Modular electric units for first-and-last-mile reservation services considering uncertainty

This study explores the day-ahead management of a fleet of modular electric units (MEUs) providing reservation-based first-and-last-mile services (FLMRS). Given limited fleet resources, the operator seeks to strategically select requests to accept and deploy optimal MEU configurations, aiming to maximize service revenue. This process involves pre-determining MEU configurations and travel itineraries, including routing and charging plans, and providing passengers with timely feedback. Furthermore, the operational environment is variable, affected by uncertain congestion levels, with request information emerging over time.
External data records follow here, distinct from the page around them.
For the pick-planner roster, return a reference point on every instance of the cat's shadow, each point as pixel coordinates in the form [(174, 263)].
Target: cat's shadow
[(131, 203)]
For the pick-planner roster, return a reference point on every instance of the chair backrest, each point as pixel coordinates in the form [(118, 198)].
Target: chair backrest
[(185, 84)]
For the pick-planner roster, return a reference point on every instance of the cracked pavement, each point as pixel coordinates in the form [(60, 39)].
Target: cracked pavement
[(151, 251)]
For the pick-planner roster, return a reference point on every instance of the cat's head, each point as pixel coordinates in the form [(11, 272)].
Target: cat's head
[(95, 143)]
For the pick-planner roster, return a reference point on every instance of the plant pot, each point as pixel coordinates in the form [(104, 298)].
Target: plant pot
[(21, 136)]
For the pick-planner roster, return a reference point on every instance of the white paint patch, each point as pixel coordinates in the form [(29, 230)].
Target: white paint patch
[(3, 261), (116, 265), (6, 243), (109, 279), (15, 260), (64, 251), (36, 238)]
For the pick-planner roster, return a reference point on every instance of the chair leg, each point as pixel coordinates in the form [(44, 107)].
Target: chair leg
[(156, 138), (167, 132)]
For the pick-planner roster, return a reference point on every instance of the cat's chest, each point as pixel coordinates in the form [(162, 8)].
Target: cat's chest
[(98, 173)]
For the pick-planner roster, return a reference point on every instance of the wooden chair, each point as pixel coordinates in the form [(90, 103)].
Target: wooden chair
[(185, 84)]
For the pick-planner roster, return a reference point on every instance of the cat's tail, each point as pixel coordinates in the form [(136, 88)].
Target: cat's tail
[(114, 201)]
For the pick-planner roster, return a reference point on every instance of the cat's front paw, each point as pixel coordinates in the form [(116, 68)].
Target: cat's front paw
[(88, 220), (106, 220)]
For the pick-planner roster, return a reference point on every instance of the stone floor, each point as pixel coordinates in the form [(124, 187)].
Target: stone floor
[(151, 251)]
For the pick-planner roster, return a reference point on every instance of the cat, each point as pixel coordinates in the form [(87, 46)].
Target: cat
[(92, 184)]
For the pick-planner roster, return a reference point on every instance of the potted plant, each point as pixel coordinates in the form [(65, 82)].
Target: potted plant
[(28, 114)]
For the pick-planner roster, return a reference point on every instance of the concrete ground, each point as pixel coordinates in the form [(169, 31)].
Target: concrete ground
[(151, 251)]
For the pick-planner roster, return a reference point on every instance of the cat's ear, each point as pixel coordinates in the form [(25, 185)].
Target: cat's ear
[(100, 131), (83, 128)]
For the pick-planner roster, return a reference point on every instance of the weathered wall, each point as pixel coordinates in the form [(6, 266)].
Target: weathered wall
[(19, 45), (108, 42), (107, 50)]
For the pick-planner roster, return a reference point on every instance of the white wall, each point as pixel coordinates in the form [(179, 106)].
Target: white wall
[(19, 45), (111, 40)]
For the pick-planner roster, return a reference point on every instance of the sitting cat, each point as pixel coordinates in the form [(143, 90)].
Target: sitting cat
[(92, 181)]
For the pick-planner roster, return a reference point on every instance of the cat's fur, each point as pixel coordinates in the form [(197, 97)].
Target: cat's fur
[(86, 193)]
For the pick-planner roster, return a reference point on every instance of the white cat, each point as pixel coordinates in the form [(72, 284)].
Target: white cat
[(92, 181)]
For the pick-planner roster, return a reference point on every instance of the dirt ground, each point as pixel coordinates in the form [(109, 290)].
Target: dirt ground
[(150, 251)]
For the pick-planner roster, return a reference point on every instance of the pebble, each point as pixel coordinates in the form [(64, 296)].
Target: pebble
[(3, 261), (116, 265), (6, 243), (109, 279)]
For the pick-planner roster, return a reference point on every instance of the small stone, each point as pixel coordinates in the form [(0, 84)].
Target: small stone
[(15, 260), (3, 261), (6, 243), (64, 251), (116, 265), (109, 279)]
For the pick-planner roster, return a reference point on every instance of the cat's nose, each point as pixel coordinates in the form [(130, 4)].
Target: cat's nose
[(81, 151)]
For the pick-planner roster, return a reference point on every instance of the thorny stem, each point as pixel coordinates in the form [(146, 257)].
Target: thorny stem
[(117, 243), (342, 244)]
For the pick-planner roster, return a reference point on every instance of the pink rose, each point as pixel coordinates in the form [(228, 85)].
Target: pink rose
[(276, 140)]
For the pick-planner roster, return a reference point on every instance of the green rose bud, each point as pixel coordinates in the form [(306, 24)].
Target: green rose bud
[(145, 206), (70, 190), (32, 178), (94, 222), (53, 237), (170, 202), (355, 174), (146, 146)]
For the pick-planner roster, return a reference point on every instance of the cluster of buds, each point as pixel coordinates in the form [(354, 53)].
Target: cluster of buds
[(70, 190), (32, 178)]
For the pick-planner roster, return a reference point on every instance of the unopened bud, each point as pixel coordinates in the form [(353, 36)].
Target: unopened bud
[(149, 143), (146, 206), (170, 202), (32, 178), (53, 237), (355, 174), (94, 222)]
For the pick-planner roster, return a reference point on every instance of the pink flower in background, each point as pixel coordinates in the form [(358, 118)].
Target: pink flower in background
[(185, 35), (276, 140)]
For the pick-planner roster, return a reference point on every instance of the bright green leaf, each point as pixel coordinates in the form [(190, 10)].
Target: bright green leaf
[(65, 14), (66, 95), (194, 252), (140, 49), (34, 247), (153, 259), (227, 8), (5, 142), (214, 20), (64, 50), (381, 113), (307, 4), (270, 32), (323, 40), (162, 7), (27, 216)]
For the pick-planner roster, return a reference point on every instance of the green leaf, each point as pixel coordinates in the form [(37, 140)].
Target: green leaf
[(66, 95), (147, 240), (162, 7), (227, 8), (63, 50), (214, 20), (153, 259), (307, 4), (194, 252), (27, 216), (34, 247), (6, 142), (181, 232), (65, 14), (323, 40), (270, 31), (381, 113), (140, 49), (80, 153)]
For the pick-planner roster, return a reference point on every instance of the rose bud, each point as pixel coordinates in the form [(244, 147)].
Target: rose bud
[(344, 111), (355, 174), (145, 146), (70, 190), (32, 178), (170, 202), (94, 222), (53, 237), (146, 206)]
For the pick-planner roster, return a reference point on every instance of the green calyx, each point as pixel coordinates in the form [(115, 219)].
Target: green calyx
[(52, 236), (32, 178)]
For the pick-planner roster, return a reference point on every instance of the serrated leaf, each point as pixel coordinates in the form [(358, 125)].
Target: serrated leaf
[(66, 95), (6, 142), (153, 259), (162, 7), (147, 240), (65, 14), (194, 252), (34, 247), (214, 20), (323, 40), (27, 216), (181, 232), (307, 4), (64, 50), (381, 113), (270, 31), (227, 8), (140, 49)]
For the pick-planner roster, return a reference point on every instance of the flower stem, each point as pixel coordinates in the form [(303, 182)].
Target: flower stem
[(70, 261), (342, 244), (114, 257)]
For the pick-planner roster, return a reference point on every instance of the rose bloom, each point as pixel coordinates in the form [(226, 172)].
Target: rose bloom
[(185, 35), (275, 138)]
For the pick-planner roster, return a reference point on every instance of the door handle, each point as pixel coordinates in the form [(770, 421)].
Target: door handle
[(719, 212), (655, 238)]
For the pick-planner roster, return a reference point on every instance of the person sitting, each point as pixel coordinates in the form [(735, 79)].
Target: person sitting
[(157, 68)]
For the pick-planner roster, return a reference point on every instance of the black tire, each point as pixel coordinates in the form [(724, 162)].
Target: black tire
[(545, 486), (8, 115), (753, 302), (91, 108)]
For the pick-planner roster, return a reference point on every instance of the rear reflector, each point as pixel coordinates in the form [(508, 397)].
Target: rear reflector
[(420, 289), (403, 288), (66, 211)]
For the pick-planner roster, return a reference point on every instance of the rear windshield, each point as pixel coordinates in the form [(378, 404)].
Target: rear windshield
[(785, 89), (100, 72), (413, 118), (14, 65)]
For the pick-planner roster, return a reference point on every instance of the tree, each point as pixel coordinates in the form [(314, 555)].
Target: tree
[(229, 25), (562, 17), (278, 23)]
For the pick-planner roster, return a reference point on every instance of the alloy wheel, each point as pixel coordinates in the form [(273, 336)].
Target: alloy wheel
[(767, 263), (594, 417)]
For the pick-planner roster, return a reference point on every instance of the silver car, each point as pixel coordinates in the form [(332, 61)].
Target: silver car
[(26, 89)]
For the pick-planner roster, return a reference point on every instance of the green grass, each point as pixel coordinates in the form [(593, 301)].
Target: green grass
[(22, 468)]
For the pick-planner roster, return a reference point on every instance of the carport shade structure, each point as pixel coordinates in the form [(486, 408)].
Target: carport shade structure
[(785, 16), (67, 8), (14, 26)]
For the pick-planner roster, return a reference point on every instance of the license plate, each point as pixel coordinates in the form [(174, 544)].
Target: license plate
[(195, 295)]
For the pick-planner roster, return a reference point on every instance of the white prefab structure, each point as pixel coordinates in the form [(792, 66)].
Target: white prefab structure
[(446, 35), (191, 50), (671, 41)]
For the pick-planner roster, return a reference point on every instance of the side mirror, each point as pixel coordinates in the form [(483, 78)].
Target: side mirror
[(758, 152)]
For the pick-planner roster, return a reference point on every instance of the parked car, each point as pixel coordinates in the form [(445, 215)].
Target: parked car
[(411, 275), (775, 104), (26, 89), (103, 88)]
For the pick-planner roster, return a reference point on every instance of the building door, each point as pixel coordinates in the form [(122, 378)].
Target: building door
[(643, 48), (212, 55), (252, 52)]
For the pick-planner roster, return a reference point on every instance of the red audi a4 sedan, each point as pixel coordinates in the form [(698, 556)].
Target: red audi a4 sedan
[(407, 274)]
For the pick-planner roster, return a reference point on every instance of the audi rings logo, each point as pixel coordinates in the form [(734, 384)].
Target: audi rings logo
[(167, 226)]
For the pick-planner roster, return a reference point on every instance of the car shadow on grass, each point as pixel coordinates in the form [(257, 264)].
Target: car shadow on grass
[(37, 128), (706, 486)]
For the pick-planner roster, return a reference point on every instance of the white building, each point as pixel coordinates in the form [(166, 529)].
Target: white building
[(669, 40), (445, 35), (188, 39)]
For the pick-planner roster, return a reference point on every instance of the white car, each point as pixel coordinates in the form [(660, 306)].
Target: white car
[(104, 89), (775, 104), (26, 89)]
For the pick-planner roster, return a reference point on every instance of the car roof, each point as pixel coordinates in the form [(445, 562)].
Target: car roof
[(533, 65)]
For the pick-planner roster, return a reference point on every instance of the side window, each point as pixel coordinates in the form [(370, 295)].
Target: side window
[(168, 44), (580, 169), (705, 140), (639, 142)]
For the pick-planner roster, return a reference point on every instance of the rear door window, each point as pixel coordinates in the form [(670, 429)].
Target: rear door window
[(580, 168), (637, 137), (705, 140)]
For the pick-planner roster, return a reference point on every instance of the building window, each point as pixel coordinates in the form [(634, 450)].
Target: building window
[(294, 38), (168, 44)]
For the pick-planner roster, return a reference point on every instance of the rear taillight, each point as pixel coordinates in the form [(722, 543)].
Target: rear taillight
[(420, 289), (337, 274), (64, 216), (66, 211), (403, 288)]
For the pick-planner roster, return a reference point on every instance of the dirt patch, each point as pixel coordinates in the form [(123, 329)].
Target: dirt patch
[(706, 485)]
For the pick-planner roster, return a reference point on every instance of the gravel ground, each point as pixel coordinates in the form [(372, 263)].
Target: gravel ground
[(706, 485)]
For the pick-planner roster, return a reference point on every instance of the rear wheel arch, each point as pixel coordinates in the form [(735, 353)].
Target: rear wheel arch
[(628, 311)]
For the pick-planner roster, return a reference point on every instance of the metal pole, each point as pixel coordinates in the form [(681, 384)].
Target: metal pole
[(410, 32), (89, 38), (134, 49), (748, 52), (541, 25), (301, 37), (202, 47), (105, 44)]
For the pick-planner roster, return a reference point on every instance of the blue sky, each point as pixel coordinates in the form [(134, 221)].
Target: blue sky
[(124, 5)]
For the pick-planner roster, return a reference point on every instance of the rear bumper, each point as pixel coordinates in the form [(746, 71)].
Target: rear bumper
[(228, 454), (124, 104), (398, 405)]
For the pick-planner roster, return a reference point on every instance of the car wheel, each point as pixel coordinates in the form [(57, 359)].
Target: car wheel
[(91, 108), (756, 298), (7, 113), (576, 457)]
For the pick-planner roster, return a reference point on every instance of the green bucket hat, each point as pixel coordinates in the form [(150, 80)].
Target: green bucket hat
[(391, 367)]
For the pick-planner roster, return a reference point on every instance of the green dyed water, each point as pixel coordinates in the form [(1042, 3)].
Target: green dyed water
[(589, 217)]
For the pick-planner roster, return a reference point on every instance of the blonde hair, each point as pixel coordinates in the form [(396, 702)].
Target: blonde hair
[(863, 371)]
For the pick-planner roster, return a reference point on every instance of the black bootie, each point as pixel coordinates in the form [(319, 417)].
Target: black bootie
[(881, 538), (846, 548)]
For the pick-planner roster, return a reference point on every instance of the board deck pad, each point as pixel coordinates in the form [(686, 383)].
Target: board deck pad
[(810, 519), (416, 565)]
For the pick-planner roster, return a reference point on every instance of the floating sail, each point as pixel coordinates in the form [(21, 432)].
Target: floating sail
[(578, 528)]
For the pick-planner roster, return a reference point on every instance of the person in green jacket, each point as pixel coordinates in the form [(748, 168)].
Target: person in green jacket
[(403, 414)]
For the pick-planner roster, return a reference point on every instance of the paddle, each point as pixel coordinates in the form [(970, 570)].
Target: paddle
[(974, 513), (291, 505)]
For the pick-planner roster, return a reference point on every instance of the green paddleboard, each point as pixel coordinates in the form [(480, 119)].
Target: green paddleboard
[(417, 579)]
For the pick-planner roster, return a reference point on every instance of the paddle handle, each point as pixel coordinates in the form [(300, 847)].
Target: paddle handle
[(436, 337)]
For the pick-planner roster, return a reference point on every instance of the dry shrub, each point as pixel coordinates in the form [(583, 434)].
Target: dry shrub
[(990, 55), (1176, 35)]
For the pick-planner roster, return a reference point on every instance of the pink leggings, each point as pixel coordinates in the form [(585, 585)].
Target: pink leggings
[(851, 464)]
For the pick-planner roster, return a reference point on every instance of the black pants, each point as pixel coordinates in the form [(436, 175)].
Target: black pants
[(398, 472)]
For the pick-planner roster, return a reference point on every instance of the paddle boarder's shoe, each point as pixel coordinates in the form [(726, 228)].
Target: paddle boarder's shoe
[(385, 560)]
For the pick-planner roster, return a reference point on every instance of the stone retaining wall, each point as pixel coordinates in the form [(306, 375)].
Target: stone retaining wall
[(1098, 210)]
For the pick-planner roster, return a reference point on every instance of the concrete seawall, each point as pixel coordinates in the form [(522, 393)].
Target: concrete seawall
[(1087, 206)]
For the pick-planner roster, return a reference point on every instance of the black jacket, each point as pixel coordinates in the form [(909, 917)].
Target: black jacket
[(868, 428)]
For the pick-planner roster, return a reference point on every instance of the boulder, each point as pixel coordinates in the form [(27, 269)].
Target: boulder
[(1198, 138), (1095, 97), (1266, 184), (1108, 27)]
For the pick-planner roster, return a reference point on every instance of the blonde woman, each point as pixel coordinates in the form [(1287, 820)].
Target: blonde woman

Consequently, the FLMRS problem is modeled as a stochastic, time-dependent, and dynamic routing problem, formulated by a semi-Markov decision process (SMDP). To address this, we develop a multi-agent deep hierarchical reinforcement learning (MADHRL) approach to solve the distributed SMDP model through a reshaped reward function. A tailored MEU assembly rule is introduced to manage complex interactions among agents and reduce the action space for heterogeneous MEUs with varying battery levels. A mean-field fleet state representation helps to mitigate the curse of dimensionality. Additionally, an adjustable rolling-horizon strategy is applied to balance the trade-off between potential request cancellation and profitable request collection, taking into account the distribution of passengers’ patience times. Extensive numerical experiments, based on real-world data from Singapore, validate the efficacy of our methodology. Results offer insights into effective capacity management, including optimal MEU combinations for request acceptance and response timing control, indicating a 3.22% increase in service profit by an MEU fleet compared to traditional vehicles without assembled operations.